Insects could give a meaty taste to food — and help the environment — scientists find. #ClimateCrisis #FoodSecurity

“Many consumers seriously like and need animal protein in our diet. However, traditional livestock farming produces more greenhouse gas emissions than cars do. On the other hand, insect farming requires just a fraction of the land, water and feed in comparison to traditional livestock farming.”

Cho said that edible insects, such as mealworms and crickets, were “superfoods” that have long been enjoyed by communities in Asia, Africa and South America. However, people in Europe and North America are generally more squeamish about eating insects, despite recent forays by several restaurants and supermarkets into providing insect options for consumers.

The use of mealworms as a meat-like flavouring may help bridge this gap, researchers hope. The new study, which will be presented to the American Chemical Society this week, found that the flavours were released when mealworms were heated with sugars, with the proteins and sugars interacting and caramelizing in a range of meat-like and savoury flavours.

Different cooking processes produced different results, the researchers found. Steamed mealworms give off a sort of sweetcorn-like aroma, while roasted and deep-fried versions have more of a similarity with shrimp. Volunteers were used in sniff tests to ascertain the most meat-like favours of those concocted.

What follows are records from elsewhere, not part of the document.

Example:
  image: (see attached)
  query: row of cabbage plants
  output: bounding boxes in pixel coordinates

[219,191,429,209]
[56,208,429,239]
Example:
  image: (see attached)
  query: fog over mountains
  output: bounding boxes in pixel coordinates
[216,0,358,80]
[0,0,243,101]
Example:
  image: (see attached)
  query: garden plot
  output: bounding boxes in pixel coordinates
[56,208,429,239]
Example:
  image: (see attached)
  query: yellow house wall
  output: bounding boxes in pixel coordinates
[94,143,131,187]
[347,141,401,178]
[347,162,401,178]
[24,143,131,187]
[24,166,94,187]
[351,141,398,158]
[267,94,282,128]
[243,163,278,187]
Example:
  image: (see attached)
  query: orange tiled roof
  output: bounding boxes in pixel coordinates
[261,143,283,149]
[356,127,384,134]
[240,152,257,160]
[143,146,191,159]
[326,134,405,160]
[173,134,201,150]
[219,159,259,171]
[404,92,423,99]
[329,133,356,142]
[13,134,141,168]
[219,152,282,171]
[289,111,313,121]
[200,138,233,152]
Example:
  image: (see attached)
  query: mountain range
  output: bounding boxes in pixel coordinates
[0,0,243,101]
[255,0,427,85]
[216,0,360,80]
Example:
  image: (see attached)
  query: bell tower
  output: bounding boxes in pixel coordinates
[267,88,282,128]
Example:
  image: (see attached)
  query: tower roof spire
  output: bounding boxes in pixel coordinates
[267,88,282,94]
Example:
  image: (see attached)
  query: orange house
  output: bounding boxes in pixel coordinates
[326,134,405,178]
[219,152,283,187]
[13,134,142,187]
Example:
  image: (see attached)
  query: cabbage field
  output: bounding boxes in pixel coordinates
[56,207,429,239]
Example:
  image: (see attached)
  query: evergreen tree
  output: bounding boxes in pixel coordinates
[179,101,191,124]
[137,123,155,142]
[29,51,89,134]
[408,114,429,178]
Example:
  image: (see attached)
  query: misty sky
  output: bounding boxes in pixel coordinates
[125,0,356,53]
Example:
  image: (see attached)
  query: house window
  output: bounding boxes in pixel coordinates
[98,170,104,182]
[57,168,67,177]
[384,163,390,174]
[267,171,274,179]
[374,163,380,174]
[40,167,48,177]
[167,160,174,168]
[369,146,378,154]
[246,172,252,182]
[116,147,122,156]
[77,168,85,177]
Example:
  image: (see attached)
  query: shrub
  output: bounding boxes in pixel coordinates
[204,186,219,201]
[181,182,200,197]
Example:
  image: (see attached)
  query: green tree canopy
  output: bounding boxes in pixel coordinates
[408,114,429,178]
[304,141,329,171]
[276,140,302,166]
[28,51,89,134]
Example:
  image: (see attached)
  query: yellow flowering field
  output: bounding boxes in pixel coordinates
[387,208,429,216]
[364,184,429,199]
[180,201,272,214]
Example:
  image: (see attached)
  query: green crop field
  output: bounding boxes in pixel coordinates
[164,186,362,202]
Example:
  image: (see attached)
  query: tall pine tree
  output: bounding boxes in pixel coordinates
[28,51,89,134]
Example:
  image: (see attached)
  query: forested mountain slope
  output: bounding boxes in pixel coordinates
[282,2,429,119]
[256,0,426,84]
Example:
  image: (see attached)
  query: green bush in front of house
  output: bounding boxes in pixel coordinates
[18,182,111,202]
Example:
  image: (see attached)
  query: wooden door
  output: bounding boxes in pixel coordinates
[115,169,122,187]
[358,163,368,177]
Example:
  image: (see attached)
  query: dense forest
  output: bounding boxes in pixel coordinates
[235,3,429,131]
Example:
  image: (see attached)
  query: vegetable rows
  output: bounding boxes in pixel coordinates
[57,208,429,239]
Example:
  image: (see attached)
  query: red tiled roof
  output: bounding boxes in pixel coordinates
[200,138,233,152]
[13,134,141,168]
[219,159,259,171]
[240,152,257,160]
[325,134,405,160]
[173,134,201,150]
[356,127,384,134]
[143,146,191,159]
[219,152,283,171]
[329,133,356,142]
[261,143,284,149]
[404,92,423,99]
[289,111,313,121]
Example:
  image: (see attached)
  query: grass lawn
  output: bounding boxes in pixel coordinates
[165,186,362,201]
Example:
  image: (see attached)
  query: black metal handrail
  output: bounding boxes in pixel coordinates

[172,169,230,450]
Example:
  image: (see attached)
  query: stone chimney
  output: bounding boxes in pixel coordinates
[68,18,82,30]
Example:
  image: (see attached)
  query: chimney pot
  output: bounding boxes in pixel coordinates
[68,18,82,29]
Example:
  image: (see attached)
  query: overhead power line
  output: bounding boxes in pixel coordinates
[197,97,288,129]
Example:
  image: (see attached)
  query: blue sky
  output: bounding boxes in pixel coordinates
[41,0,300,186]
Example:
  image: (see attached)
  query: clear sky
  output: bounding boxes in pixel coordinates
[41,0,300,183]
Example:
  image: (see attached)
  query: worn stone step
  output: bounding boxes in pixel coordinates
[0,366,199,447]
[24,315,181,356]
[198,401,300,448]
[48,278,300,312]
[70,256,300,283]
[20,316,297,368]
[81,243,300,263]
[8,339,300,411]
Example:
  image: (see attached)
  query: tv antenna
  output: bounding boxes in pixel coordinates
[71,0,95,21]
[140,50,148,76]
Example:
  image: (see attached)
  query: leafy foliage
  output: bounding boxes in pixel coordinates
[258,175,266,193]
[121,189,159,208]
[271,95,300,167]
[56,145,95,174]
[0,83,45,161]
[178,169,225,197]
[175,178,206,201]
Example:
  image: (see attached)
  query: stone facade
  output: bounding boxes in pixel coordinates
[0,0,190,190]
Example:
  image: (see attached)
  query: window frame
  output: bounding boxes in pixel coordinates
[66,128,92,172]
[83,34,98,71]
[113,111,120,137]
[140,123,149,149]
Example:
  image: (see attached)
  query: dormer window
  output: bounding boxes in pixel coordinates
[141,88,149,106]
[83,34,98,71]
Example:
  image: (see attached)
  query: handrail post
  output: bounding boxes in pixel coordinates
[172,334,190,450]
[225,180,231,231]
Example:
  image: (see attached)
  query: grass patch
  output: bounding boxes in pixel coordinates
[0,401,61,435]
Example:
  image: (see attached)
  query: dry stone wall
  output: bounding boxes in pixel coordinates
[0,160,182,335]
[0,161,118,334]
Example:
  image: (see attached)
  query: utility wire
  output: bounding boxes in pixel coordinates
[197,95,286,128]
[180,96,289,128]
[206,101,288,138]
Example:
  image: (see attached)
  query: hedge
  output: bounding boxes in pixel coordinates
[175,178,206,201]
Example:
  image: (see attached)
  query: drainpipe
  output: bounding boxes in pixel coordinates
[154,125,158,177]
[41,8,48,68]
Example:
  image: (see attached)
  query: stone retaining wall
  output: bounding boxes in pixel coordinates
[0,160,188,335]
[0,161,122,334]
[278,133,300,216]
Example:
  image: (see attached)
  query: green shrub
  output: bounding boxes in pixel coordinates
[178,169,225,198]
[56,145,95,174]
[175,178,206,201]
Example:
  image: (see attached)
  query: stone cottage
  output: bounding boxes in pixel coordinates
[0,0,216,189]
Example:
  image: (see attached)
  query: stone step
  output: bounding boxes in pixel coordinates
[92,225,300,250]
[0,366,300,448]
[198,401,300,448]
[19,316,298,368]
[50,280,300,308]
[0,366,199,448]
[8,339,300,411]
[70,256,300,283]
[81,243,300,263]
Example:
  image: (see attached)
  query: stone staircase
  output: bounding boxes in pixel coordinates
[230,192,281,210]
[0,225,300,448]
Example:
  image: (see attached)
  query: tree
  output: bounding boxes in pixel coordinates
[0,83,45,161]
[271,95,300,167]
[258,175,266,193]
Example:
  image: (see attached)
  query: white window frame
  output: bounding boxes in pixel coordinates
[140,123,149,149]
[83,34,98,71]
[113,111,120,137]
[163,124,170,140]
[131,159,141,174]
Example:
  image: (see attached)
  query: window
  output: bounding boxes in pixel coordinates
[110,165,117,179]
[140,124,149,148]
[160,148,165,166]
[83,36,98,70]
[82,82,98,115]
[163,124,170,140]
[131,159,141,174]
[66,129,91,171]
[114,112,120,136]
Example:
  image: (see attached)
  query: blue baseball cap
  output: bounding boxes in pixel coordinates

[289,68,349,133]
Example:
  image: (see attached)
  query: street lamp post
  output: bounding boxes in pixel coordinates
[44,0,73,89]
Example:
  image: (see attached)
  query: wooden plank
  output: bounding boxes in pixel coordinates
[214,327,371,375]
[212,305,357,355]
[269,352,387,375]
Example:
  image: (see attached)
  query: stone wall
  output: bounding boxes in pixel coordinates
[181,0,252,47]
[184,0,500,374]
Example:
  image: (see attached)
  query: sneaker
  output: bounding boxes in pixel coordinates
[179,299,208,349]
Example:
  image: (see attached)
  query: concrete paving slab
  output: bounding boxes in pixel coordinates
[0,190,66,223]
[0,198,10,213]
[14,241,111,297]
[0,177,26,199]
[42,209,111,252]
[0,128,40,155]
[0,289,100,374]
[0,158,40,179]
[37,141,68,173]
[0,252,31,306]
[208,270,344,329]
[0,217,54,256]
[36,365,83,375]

The global production of food is responsible for about a third of all greenhouse gases emitted into the atmosphere, with the raising of animals for meat responsible for the majority of these emissions. Grazing and feeding livestock consumes about 80 per cent of Earth’s farmland, with everything from cow burps to the mass deforestation of land to make way for pasture causing planet-heating emissions.

Scientists say avoiding meat and dairy products is the single biggest way to reduce your environmental impact upon the planet, although meat eating remains popular in the west and is now gaining traction among an emerging wealthy class in China and India.

Insects, which can be raised in vast numbers in small spaces with a fraction of the pollution of traditional meat, have been cited by the UN’s Food and Agriculture Organization as a potentially valuable protein source to feed a growing global population that is expected to surpass nine billion people by 2050.